Quick Introduction to HTML
Internationalization
Introduction
Most text on the World Wide Web is in English, because at this time, that is the most widely understood language. However, there are many reasons you may wish to insert text from some other language in an English web page, or create a web page completely in some language other than English.
The main internationalization issue for the Web is one of character encoding, which is the way the data in the documented is interpreted as, say, letters in an alphabet. An encoding is necessary because, without further information, a computer file is just a sequence of bits and bytes. One must specify further that a file is, say, ASCII text, or Russian text in order to interpret these bits and bytes.
Another unfortunate historical fact is that some common punctuation marks in English (curley qotes and dashes, particularly) are encoded differently on different computer systems.
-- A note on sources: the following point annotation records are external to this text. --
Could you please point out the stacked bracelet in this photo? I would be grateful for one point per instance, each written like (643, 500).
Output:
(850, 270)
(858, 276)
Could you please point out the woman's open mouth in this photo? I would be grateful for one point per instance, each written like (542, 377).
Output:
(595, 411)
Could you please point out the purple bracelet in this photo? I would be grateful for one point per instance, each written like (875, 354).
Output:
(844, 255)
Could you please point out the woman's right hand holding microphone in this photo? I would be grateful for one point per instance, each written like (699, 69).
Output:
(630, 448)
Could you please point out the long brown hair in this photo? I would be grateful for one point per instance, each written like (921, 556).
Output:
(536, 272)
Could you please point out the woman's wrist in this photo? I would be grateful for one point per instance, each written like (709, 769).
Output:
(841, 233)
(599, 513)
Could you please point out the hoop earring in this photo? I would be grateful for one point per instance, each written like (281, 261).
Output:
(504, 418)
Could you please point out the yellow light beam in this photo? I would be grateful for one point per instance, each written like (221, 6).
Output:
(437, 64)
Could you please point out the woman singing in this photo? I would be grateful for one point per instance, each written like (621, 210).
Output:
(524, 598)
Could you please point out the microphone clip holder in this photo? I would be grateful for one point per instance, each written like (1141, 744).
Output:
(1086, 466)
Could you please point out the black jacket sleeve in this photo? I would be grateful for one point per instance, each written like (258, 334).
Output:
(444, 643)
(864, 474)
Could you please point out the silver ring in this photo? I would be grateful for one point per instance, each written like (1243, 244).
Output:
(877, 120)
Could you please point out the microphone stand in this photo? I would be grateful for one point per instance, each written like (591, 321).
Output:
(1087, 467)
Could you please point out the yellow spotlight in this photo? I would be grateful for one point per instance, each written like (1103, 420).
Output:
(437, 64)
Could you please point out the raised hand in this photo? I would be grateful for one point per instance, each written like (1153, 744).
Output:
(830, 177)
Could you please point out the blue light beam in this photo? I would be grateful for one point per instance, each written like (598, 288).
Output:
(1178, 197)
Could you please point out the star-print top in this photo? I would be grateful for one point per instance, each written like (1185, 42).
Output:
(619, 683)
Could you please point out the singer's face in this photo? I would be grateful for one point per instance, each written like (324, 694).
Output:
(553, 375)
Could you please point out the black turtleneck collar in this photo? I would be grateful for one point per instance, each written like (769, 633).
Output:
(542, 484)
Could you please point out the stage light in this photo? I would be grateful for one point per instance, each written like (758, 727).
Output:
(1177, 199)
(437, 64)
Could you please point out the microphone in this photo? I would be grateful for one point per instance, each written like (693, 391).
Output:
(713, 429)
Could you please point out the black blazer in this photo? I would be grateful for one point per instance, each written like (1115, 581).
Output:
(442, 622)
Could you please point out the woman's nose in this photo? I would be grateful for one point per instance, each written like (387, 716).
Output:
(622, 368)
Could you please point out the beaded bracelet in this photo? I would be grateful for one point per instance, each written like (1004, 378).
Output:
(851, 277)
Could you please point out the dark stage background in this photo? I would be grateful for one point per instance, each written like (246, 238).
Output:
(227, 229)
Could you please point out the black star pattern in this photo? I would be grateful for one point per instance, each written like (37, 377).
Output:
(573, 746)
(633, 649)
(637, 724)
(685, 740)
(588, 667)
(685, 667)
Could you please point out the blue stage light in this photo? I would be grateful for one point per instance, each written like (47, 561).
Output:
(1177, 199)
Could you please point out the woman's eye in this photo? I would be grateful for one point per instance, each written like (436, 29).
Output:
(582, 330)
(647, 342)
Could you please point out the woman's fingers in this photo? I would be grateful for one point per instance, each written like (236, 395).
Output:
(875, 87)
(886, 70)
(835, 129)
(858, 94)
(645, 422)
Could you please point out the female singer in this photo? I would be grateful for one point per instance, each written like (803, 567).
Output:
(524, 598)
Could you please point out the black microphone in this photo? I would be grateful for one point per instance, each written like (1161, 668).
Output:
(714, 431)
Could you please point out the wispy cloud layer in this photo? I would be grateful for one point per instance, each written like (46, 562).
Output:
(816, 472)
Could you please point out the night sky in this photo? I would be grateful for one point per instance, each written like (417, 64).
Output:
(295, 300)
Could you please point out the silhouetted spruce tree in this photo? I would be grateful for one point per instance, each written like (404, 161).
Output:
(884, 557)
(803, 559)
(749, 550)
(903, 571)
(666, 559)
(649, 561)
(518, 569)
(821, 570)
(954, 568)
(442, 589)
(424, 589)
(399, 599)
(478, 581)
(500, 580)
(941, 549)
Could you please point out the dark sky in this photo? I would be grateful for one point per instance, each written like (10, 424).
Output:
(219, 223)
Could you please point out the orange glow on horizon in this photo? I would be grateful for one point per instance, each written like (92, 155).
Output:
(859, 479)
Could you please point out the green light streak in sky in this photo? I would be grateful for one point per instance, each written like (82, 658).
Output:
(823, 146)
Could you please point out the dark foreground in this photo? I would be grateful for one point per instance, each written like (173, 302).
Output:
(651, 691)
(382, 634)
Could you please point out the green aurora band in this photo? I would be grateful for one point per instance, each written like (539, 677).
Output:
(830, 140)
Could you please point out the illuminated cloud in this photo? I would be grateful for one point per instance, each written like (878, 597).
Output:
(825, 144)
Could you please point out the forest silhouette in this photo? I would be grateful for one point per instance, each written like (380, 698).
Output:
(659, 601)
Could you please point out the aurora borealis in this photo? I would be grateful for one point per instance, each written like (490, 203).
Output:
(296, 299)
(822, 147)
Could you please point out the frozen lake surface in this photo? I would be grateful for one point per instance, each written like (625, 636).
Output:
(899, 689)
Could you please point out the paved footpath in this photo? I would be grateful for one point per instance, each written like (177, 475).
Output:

If you use these, you should indicate the character encoding in your document. Otherwise, on someone else’s machine they will appear as garbage.
It is also important to indicate in the web page what language the text is meant to represent, and if the text is a mixture of languages, which text is in one language and which is in another.
Character entities
If you just want to include in your document a single non-English character, such as an accented vowel, often the easiest way is to use HTML Character Entities. These include most of the letters from the Western European alphabets. Their use side-steps the issue of encodings.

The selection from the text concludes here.